O estudo desta Morada mostra, como Teresa convida o leitor a acompanhar e compreender o processo de uma pessoa que experimenta profundamente a Deus. É normal passar por situações, que muitas vezes, não se conseguem entender: dificuldades de não aceitação da própria realidade de vida; necessidade de olhar um horizonte maior e buscar novas luzes; desejo de ter um encontro com Jesus Cristo no centro do Castelo.
Nas sextas Moradas, a pessoa já entrou num estágio oracional, em que nada vê, nem experimenta com os sentidos ou a imaginação, porém, tem certeza que está cada vez mais a sós com Deus. No entanto, percebe que o sofrimento faz parte da própria experiência de vida. Fica claro nesta Morada, a presença constante de Deus Trindade. O interessante é que a pessoa não consegue ficar sozinha com tantas graças, sentindo necessidade de partilhar as experiências com alguém muito espiritualizado. Neste sentido, Teresa faz um alerta importante: procurar alguém que já tenha trilhado por caminho semelhante e que compreenda o processo. [28]

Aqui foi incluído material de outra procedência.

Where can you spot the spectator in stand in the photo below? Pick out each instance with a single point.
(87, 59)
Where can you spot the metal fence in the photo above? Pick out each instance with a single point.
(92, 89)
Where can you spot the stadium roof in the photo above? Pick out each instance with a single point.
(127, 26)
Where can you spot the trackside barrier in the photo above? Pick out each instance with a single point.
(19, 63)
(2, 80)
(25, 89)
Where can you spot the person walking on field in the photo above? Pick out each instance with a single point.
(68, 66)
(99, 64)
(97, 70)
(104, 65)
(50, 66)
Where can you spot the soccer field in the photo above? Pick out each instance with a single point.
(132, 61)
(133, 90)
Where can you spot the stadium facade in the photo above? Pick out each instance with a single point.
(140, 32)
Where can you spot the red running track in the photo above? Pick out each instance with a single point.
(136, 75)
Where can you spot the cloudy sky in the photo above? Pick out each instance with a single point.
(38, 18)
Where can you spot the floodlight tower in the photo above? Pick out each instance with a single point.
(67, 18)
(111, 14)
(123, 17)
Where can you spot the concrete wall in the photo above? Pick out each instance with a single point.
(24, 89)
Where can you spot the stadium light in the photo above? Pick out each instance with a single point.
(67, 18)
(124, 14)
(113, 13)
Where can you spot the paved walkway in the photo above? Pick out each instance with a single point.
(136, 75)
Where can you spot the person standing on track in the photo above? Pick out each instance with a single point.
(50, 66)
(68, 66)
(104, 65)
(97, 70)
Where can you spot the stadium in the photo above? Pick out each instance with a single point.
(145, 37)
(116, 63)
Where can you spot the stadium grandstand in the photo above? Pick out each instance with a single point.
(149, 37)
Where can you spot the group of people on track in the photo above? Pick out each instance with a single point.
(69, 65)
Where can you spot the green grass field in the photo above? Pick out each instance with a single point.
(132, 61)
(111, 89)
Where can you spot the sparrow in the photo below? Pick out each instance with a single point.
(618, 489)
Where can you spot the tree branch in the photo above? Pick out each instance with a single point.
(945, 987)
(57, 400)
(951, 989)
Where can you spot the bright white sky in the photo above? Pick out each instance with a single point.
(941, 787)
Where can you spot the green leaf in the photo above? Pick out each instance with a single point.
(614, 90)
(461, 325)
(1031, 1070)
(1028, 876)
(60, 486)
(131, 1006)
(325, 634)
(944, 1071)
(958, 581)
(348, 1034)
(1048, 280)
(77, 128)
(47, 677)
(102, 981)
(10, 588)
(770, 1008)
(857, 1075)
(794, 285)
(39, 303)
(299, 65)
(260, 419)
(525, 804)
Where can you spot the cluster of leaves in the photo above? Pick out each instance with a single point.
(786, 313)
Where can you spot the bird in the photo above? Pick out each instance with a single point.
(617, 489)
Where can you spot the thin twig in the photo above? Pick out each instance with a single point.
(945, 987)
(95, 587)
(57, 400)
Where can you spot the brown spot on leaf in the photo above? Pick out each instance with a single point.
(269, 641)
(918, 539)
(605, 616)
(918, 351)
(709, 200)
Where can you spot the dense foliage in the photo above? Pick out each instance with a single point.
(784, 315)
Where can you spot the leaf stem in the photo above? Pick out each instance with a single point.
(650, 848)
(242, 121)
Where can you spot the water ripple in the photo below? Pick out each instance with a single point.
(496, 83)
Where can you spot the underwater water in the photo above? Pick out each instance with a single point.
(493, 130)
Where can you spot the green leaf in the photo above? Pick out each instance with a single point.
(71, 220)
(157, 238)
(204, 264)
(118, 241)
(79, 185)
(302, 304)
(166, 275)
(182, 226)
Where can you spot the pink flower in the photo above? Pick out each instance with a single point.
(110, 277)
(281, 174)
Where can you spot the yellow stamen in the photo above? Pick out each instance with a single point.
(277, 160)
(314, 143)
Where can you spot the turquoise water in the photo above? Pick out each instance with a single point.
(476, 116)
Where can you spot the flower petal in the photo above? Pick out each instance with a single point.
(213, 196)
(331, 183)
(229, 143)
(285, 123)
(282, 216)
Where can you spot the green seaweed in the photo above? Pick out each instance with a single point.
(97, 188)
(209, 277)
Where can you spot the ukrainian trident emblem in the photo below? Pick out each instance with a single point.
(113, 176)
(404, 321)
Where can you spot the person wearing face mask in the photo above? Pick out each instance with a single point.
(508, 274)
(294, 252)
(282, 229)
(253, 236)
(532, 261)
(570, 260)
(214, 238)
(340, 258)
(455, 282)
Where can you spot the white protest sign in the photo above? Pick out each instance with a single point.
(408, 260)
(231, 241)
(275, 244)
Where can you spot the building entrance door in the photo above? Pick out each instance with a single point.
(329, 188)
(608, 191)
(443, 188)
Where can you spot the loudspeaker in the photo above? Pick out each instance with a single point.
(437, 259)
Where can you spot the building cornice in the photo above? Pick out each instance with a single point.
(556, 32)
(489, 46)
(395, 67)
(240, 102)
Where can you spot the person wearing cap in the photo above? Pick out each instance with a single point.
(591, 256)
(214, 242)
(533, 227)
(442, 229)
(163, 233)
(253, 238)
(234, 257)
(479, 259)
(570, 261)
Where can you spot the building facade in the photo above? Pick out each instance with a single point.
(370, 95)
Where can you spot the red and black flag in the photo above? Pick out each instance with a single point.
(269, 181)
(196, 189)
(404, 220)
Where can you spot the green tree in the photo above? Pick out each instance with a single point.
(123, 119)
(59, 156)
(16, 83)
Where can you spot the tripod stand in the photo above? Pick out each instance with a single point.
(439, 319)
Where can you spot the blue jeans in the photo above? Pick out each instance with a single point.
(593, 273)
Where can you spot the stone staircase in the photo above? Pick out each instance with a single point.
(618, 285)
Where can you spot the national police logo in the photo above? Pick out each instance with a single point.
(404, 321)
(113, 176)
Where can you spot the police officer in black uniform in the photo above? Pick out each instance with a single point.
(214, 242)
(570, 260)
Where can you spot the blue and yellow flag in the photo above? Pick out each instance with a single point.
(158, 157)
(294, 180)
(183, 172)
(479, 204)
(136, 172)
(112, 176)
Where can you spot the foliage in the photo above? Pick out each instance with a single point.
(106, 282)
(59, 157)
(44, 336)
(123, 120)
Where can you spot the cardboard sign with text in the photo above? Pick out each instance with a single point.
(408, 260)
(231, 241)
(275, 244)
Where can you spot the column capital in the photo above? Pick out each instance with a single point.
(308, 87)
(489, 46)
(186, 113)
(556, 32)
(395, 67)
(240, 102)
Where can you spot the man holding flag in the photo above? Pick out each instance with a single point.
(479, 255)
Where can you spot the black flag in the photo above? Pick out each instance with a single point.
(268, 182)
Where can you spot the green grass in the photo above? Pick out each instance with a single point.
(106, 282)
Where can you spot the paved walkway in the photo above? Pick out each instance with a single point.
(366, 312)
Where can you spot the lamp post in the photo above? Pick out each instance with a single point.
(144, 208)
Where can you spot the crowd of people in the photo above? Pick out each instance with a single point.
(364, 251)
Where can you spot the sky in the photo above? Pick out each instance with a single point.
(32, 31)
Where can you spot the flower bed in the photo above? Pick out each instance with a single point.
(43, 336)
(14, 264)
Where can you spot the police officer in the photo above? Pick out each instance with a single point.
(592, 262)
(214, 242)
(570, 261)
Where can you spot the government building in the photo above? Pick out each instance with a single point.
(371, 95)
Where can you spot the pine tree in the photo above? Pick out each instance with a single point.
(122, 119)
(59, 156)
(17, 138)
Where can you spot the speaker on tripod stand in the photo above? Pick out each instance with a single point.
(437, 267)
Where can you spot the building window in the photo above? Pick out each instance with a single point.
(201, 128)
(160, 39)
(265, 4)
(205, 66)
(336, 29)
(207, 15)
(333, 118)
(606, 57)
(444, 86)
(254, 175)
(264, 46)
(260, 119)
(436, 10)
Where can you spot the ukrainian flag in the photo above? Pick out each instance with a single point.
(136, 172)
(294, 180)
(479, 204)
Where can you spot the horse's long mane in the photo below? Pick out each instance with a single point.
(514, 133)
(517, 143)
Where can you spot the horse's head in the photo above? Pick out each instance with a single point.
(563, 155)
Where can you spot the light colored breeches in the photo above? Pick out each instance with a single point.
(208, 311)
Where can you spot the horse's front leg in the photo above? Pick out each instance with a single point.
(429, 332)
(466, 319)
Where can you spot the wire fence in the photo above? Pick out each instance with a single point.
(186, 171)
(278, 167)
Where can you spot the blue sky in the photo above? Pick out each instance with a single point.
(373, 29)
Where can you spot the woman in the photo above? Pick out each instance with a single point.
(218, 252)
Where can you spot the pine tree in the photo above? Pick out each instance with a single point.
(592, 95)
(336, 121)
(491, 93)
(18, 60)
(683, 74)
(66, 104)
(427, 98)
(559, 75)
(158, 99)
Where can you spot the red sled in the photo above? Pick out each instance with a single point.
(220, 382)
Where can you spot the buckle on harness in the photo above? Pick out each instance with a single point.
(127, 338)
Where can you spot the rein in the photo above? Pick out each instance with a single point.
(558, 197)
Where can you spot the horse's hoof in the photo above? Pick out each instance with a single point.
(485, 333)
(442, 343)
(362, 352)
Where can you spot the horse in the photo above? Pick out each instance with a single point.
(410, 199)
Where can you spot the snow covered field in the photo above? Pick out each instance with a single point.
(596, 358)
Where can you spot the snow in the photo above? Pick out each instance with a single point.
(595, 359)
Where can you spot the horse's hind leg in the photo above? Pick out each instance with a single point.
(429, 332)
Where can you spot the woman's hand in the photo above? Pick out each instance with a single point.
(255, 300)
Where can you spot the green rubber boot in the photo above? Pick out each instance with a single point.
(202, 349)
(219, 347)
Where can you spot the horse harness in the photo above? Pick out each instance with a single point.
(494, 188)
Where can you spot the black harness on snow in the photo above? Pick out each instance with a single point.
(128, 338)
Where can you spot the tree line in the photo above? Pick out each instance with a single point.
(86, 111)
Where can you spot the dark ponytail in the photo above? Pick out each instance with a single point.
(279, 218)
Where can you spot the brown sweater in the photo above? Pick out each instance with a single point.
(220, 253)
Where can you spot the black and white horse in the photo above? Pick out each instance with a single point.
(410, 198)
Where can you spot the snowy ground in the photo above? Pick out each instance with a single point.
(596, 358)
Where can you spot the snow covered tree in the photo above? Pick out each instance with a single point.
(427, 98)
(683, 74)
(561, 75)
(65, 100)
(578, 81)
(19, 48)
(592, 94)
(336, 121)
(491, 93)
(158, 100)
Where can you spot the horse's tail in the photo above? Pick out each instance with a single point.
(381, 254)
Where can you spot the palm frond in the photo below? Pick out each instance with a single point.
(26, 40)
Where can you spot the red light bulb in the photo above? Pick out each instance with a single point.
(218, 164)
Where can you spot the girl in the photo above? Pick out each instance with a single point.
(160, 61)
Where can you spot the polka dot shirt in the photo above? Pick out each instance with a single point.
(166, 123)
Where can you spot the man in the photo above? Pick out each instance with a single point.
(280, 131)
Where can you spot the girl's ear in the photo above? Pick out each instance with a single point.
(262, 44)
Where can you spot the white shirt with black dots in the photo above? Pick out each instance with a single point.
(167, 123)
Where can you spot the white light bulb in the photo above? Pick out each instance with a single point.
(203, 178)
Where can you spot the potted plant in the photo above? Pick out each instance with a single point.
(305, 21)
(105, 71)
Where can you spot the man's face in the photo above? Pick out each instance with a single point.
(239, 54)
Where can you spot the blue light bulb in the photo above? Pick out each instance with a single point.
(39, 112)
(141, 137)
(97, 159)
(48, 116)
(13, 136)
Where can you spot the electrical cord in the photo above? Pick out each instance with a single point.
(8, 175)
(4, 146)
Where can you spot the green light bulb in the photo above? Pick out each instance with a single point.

Ela narra com detalhes o significado da experiência profunda de encontro com o sagrado e como consequência natural, o grande desejo de estar com Ele, a sós, por longos tempos. Ela simplifica dizendo, que a imagem do Amado fica esculpida com aquela visão, que todo o seu ser deseja tornar a reviver para gozar. E diz que a alma já está bem determinada a não tomar outro esposo. No entanto, a pessoa se sente segura porque está junto d’Ele, e, é donde lhe vem a fortaleza, tudo por Ele. Como consequência, vive um processo de plenificação, se esquece de si mesma e empenha-se em estar fazendo sempre o bem. [29]
Na narrativa, Teresa insiste que o Senhor se utiliza de várias maneiras para despertar a pessoa para o encontro: pela oração vocal e com a repetição parece que, lhe vem um deleitoso abrasamento; uma comunicação que parece vir do exterior, outras do mais íntimo da alma. [30] O critério é claro para Teresa. Se a comunicação é de Deus, a pessoa experimenta uma profunda paz interior, um desejo de fazer algo específico de boa ação e fica uma marca profunda que jamais esquece. [31] Com esta experiência ela se torna atenta aos movimentos interiores, para as coisas de Deus. O entendimento e sentidos se acalmam de tal forma que entendem os segredos mais profundos, pois ficam registrados na memória para sempre. [32] Tenta, também explicar o que acontece com a pessoa, utilizando uma série de analogias, como o surgir do sol, raios fortes que podem queimar, o sol da justiça, o voo do espírito que passa rapidamente. Porém, ficam as sequelas, como conhecimento da grandeza de Deus, autoconhecimento, não quer mais ofender com as transgressões no pecado, perceber a grandeza do Criador. [33]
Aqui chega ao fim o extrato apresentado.